Mentre Aru e Nibali?
Loro due per un paio d’anni sono davvero stati in sintonia. Poi le differenze di carattere sono emerse con il tempo. Aru era giovane e Nibali già un campione affermato. Fabio era più spigoloso, più irruento, Vincenzo era più pacato perché era più sicuro.
Prima hai parlato di “buchi”, di carenze del corridore. Cosa può fare il diesse invece in questo caso?

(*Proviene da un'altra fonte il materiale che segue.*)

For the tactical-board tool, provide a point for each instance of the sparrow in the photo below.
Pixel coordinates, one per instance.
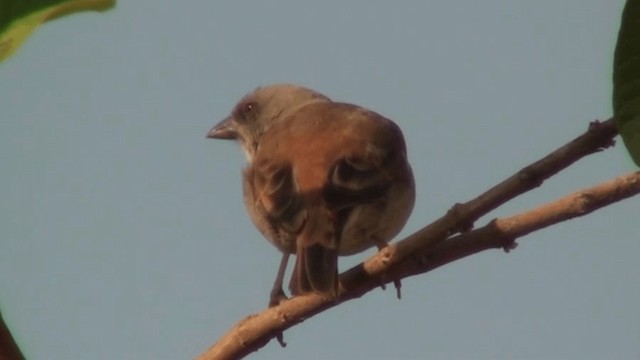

Adesso nelle squadre ci sono molte persone ed ognuna ha il suo ruolo e spesso coordinarsi non è facile. Invece servono lavoro di gruppo e comunicazione interna. Corridore, preparatore, diesse e dico anche il procuratore devono capire le difficoltà e parlarne in squadra. Spesso il procuratore lo senti a inizio stagione perché magari quel corridore ha un problema legato allo sponsor della scarpa e poi lo rivedi a fine settembre per il rinnovo del contratto. Serve un dialogo costante nello stretto gruppo di lavoro.